Data is more critical today than ever before. Recent statistics suggest that 90% of the data in the world has been created in the last two years, and as we look forward, new technologies like Internet of Things will accelerate data growth. As our dependency on data increases, our need for continuous data access and consistent data protection becomes more critical than ever.
The mainstream backup applications in use today were developed in the late 80’s when hard drive sizes were measured in 100’s of megabytes and Microsoft was shipping Windows 2.11. As the world has evolved, these applications have bolted-on new features to adapt to exploding data volumes, but the underlying legacy architectures were never designed to deal with the challenges we face today.
Let’s look at four ways that backup software is not cutting it.
Backup Windows
Historically backup software used an approach of incremental and full backups. An incremental backup copies the changes from the last backup (full or incremental) so the amount of data transferred is typically very small which results in very fast backups. A full backup, in contrast, is a complete copy of the production data, and so is typically very large and can become unmanageable as information grows.
In order to minimize backup windows, customers prefer to rely upon incremental backups. However, this has serious implications on recovery times. Full backups take much longer to complete, and result in fast recoveries. We need something better.
Recovery Times
In the past, people focused primarily on minimizing backup windows, but the reality is that recovery is what matters. Does it even matter if you can backup your data daily, but can never recover it? The answer is clearly no, and so a key element of any protection solution is how fast you can recover your data.
The recovery challenge goes back to the incremental/full backup model. Incremental backups are small, but recovery will require the team to first recover the previous full backup and then every subsequent incremental. This process can be time consuming and can create risk since a failure on any incremental will result in a total recovery failure. Recovering from a full backup is much simpler since you can recover the entire image from one backup.
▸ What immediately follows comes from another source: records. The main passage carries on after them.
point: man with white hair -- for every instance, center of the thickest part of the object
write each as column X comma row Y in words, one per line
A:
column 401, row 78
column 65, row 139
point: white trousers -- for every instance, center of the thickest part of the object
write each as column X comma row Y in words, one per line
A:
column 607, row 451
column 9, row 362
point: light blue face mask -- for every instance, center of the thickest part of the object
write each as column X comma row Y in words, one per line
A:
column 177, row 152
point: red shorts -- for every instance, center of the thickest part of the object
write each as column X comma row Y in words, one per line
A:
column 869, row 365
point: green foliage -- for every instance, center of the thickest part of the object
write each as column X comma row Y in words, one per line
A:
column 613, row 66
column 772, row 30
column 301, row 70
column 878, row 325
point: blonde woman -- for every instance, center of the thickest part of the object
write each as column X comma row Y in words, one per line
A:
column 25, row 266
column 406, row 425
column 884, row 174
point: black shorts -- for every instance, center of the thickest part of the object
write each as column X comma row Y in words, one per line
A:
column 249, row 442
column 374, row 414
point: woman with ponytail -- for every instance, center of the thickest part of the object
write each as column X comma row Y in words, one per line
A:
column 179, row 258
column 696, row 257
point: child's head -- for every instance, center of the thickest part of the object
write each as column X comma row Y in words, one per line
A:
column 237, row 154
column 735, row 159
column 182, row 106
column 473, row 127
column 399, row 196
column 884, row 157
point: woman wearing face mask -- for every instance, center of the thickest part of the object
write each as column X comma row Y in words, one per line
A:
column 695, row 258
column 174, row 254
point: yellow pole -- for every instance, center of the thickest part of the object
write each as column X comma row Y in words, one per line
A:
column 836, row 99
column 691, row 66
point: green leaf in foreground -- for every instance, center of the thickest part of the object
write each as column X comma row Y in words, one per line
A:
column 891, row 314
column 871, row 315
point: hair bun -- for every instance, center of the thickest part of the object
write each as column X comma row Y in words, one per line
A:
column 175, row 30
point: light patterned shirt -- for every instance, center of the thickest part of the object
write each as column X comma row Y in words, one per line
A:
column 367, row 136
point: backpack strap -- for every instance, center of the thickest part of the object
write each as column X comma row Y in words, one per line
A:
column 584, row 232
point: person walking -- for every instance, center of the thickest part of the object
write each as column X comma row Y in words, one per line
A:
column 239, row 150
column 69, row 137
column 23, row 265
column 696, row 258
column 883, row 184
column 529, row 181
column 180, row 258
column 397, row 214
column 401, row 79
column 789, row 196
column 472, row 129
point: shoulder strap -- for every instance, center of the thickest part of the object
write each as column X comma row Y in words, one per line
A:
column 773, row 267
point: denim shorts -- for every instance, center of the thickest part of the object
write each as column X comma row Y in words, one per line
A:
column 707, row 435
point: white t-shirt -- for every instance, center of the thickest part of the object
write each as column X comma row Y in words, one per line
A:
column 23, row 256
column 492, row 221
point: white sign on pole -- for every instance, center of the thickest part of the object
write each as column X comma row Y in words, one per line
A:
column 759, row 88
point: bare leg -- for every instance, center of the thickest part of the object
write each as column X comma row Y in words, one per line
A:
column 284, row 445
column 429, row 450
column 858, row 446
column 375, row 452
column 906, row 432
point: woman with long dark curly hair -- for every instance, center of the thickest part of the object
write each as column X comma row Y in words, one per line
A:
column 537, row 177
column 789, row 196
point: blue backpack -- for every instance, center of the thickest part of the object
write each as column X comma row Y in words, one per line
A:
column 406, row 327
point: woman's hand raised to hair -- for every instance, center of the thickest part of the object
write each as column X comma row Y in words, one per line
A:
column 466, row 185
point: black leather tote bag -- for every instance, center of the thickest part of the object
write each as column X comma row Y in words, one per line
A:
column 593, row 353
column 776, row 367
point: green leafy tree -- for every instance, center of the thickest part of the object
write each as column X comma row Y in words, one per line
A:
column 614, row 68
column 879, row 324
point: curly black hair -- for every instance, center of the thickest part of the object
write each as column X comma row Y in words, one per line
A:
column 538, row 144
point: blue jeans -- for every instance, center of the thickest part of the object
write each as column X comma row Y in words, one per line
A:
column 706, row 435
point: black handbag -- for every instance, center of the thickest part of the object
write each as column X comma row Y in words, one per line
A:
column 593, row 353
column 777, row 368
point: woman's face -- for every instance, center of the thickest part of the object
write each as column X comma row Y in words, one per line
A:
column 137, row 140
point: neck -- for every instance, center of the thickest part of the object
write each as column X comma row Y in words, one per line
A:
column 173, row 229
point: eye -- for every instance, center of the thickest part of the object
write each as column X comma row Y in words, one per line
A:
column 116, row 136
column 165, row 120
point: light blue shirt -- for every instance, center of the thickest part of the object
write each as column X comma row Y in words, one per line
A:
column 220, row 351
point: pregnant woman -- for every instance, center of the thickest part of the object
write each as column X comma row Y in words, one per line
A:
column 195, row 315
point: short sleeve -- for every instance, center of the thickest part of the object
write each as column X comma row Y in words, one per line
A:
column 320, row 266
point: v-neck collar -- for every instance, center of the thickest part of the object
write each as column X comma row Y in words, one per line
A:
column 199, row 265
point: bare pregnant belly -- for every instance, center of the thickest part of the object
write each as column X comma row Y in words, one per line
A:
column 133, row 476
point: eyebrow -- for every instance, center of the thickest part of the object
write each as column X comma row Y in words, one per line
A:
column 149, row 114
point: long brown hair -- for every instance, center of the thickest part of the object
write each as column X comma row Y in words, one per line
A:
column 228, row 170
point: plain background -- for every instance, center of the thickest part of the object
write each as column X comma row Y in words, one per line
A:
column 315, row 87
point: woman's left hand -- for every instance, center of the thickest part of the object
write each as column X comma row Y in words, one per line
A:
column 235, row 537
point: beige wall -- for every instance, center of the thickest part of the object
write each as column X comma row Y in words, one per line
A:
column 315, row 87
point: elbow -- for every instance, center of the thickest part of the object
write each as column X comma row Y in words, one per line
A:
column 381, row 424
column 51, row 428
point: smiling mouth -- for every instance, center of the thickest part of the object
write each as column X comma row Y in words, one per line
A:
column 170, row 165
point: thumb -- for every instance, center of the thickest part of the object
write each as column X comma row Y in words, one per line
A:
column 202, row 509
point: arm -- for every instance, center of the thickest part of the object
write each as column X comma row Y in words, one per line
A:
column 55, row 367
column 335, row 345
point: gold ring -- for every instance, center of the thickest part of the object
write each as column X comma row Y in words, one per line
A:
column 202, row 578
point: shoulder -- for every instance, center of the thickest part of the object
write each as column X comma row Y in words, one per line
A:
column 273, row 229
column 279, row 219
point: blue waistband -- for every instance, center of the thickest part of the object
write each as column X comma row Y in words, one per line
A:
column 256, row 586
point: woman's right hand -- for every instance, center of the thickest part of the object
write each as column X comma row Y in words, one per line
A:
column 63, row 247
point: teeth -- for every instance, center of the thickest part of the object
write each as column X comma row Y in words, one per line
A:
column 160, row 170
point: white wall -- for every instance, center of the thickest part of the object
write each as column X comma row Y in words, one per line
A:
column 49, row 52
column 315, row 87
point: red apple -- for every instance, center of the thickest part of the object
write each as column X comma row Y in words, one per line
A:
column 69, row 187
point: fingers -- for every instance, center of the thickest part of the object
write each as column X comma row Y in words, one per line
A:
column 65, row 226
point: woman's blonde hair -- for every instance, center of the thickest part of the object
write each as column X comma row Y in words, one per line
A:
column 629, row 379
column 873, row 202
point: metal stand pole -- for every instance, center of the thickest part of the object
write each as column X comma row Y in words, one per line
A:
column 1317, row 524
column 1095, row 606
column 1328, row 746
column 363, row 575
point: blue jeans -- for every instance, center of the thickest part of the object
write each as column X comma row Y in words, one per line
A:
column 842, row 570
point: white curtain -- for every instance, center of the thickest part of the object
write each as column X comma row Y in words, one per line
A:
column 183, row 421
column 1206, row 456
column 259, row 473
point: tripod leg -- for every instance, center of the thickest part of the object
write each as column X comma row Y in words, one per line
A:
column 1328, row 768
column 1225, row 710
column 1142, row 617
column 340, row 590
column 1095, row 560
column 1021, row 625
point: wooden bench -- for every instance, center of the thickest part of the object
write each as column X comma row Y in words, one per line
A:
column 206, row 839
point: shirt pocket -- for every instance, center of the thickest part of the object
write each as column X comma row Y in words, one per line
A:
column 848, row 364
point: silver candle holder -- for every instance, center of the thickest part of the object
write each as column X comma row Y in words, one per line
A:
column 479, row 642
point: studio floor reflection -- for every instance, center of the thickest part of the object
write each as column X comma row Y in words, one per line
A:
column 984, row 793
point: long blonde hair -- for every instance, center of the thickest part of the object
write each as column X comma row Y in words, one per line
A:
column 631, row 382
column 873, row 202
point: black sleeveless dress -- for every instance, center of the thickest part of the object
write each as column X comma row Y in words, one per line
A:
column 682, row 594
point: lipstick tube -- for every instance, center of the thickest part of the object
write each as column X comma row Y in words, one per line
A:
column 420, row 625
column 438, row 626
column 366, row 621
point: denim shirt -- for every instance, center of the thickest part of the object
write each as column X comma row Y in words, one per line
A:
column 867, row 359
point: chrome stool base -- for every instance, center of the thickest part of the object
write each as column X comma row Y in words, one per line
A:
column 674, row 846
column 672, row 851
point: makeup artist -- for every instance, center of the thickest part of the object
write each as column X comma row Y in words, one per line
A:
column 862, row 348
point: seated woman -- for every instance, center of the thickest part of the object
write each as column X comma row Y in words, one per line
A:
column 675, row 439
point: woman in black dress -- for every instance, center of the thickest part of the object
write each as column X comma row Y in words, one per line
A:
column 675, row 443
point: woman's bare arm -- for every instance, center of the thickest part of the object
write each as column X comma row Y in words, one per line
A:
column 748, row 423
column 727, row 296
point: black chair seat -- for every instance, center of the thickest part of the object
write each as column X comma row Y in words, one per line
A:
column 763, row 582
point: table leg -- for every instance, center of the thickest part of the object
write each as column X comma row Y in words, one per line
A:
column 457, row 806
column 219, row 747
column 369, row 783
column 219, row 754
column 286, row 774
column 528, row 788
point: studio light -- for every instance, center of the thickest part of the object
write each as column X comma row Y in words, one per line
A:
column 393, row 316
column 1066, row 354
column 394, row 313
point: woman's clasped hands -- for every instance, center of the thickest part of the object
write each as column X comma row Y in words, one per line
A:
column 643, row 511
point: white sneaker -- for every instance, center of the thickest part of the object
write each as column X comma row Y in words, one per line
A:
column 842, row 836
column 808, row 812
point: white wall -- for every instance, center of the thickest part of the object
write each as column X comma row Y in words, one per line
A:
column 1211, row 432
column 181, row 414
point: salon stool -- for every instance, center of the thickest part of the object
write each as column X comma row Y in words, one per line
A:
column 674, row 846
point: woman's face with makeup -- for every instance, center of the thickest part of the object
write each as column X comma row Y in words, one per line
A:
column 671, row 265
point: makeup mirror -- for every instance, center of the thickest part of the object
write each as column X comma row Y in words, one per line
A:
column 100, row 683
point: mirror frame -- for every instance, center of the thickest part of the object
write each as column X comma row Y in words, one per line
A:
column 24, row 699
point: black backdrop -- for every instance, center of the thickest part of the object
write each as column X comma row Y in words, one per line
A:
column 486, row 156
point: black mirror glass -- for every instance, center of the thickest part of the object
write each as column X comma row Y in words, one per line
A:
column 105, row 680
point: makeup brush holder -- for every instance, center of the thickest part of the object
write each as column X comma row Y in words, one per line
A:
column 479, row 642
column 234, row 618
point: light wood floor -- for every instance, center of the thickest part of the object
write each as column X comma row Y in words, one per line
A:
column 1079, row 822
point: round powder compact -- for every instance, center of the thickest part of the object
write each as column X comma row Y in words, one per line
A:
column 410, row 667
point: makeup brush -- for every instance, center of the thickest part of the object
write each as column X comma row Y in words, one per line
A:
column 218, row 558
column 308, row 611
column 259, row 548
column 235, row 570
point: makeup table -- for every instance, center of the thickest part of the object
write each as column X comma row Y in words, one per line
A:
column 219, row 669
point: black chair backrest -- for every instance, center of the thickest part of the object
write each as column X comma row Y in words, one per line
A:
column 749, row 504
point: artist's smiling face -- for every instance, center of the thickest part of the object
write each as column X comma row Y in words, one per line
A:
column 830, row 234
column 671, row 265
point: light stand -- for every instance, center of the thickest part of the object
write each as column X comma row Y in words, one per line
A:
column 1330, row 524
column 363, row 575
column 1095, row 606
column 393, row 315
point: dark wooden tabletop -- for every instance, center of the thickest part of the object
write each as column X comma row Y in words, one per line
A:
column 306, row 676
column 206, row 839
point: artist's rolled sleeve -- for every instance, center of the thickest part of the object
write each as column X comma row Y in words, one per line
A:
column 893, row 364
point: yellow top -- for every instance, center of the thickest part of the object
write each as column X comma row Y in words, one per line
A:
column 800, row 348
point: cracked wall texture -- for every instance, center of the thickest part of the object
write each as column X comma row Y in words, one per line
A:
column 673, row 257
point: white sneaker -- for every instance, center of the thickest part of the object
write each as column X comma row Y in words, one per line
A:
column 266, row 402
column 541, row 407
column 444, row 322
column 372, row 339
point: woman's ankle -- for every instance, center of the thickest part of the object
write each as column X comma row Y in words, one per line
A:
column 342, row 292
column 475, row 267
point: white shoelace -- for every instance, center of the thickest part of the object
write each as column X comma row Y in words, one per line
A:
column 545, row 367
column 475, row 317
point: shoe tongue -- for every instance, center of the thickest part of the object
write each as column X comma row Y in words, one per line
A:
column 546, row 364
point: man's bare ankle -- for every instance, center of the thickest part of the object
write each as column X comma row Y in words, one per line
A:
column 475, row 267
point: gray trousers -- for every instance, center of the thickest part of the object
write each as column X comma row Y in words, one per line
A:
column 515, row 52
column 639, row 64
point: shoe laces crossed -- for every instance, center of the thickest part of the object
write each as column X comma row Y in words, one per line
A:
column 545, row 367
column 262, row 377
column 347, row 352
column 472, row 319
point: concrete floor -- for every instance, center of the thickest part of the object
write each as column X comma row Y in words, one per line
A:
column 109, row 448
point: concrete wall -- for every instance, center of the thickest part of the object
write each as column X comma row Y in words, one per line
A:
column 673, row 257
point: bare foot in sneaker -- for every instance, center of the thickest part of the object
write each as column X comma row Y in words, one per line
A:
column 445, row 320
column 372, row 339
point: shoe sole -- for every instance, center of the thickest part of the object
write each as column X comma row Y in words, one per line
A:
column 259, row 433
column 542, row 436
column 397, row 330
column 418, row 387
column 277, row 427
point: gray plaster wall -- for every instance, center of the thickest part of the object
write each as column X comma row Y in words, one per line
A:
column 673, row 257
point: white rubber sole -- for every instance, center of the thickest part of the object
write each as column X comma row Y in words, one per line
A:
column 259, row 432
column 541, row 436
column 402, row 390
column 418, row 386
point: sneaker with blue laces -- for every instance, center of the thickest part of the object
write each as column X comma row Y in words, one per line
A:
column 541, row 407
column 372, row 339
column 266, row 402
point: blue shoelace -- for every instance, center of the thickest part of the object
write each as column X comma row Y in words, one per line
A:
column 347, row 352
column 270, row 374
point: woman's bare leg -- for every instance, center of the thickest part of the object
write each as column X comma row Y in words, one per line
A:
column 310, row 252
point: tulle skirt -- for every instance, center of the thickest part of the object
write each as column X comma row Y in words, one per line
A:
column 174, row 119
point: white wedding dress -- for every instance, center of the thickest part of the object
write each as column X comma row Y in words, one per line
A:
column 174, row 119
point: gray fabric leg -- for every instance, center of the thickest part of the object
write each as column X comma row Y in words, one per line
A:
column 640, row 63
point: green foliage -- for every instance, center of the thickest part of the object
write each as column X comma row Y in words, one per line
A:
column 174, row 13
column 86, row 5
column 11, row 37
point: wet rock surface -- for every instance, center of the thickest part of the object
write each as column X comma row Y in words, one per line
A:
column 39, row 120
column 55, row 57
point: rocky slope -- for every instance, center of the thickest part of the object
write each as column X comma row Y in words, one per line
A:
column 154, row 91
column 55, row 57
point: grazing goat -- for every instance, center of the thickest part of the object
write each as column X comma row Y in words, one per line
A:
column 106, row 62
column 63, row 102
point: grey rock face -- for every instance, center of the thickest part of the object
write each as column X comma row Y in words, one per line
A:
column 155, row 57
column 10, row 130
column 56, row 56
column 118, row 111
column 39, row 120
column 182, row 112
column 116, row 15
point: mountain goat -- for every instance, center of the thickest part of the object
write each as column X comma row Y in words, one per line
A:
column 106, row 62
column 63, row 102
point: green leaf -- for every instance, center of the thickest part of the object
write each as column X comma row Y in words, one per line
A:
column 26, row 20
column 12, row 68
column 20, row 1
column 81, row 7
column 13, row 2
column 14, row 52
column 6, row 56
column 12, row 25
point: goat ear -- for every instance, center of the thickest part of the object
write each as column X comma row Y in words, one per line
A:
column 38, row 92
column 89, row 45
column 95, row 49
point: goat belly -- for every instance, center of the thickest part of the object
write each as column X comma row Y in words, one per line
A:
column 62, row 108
Customers are forced to trade off fast backup times and slow recoveries with incremental versus slow backups and faster recoveries with full backups. This trade-off is unsustainable in today’s data-centric world. You need a solution that enables fast backup and fast recovery.
Complex DR Processes
As IT has become more critical to business operations, the challenge of disaster recovery has become more important than ever. A single outage can result in significant revenue and reputational impact, and so companies must be prepared for outages of all types, including unexpected disasters.
The challenge with traditional backup is that large scale recoveries can take days or even weeks, and as a result, recovering from a disaster can be extremely problematic. Adding disk as a backup target can provide incremental improvements in recovery times, but the core challenge of lengthy recoveries remains. It is for this reason that many companies are unable to test disaster recovery plans because the time and effort required is more than they have available. This is a scary situation because without a test, you cannot be sure if your DR plan will actually work.
We need faster recovery methods that allow for instant data recoveries locally and in the cloud. These methods should allow data to be presented instantly and run directly from the protection environment without the need of a lengthy restore process.
Inability to Leverage Protected Data
Today’s IT infrastructures are constantly evolving, and in order to ensure reliability and consistency, companies must thoroughly test all proposed changes or upgrades prior to being rolled into production. In practice, this requires large lab environments where companies must invest large sums of money to create, store, mount and access copies of production data. This capacity is in addition to any existing investments in production or protection and so represents significant inefficiencies.
In an ideal world, we need a solution that allows for instant read/write enabled data recoveries for testing purposes. By instantly mounting a copy of production data, lab storage requirements can be significantly reduced and tests can be performed on the latest production copies. This will simplify lab environments and improve testing quality.
In summary, IT has evolved over the last three decades and data protection has struggled to keep up. Traditional backup models do not provide the flexibility, performance and scale that today’s businesses demand. We need to rethink data protection to ensure that it aligns with modern business requirements and that it delivers the availability requirements that we need.